OS TRÊS NÍVEIS DA EXPERIÊNCIA E A CONSCIÊNCIA SUPREMA



Em todos os momentos, a divindade está igualmente presente em tudo. Essa divindade é o nosso verdadeiro Ser, a essência que subjaz à realidade. Podemos desistir de tudo que nos é extrínseco, mas nunca da essência da nossa existência. Todos, sem exceção, algum dia irão vivenciar, em seu interior, a presença desse Ser em infinito esplendor. Nisso consiste a realização Divina, a meta inevitável do humano (Swami Bhaskarananda)



Os escritos do Kaivalya Upanishad tratam da revelação da divindade que habita o “mundo interior” de cada indivíduo. Esta divindade é o Ser (atman), a essência espiritual de tudo o que existe; esta divindade é a Consciência Infinita (brahman), que permeia o Universo.


Este upanishad é assim chamado porque ensina os meios pelos quais o indivíduo, em sua consciência limitada pelos sentidos, pode emancipar-se completamente e se libertar da influência da matéria (gunas) e, por consequência, dos ciclos sem fim das transmigrações.


A raiz do sofrimento e das dualidades que aprisionam a mente e nos devastam a vida é a ignorância (avidya) acerca de nossa essência espiritual. É o autoconhecimento que nos liberta, removendo todas as ilusões da dualidade e dissipando o sofrimento.


A palavra upanishad tem o sentido exato disso: autoconhecimento. Segundo um renomado mestre dos nossos tempos, Swami Dayananda, upa significa “aquilo que está próximo”; ni, “aquilo que é exato”; e sad apresenta dois significados: “pôr um fim” (avasadanam) e “alcançar” (gamanam).
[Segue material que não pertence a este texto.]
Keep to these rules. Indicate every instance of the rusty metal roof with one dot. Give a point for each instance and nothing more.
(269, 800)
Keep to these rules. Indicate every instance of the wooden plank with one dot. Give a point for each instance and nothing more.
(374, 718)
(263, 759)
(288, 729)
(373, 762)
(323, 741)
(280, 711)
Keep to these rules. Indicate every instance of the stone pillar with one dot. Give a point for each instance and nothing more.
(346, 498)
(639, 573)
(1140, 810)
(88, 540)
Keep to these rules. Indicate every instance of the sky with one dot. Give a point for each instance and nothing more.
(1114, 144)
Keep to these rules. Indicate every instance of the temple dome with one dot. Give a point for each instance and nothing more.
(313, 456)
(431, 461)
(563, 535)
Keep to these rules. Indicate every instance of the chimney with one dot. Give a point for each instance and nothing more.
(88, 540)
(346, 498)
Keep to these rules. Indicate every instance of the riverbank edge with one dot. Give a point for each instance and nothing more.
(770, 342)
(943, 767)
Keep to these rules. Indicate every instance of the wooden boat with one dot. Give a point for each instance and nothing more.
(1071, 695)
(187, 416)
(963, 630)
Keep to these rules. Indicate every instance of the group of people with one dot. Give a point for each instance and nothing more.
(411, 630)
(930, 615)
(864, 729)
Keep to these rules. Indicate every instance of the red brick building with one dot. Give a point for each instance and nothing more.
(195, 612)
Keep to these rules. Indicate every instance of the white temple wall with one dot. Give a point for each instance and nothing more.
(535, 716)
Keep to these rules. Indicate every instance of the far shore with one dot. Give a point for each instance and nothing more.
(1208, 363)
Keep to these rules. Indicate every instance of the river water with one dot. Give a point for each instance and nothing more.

Upanishad ou autoconhecimento, portanto, é “alcançar, exatamente, aquilo que está próximo”. E o que está mais próximo de nós, exatamente, é a nossa essência, é atman; pois é esse atman que temos que “alcançar”, ou melhor, que se revelará por meio do estudo, da reflexão e da meditação.


Kaivalya significa “separar”, “libertar”. Nos Sutras, afirma Patanjali:  

 

Purusartha-sunyanam gunanam pratiprasavah kaivalyam svarupa-pratistha va citi-saktir iti

(Yoga Sutras, IV, 34)

 

O que podemos traduzir como: para além dos objetivos da vida terrena (Purusartha-sunyanam), separe-se (kaivalya) da natureza material e sua influência (gunanam pratiprasavah), e se estabeleça em sua natureza original (svarupa-pratistha), que é Consciência Ilimitada (citi-sakti).


Os escritos de Kaivalya Upanishad, nos ensinam, basicamente, que a meta maior da vida terrena é conhecer atman (Consciência Ilimitada, a nossa essência), superar as dualidades e, por consequência, nos libertarmos do apego à impermanência da vida e o medo da morte (abhinivesa, instinto de sobrevivência, principal causa do sofrimento).


Conhecer atman é a realização mais elevada que se pode alcançar na vida terrena, pois este é o conhecimento que conduz ao Divino. Este atman está envolto pelos invólucros dos corpos físico, mental e energético. Em tal condição, atman é o "indivíduo terreno" ou jiva-atman. Embora imutável, ilimitado e eterno, atman aguarda, serenamente, pela liberação da natureza material.


A natureza material age sobre o corpo, a mente e a energia, desgastando-os, deteriorando-os e, por fim, destruindo o corpo, extinguindo a mente e dissipando a energia. Assim, a vida de um indivíduo terreno chega ao termo derradeiro, ao cumprir seu destino.


O que permanece, após a vida material do jiva ("aquele que nasce e morre") chegar ao final, é atman, aquele que é sem início, meio e fim, “não manifesto aos sentidos, além de todo pensamento, infinito na forma; para sempre tranquilo, todo bem-aventurança, fonte de suprema sabedoria, a testemunha de tudo” (Kaivalya Upanishad).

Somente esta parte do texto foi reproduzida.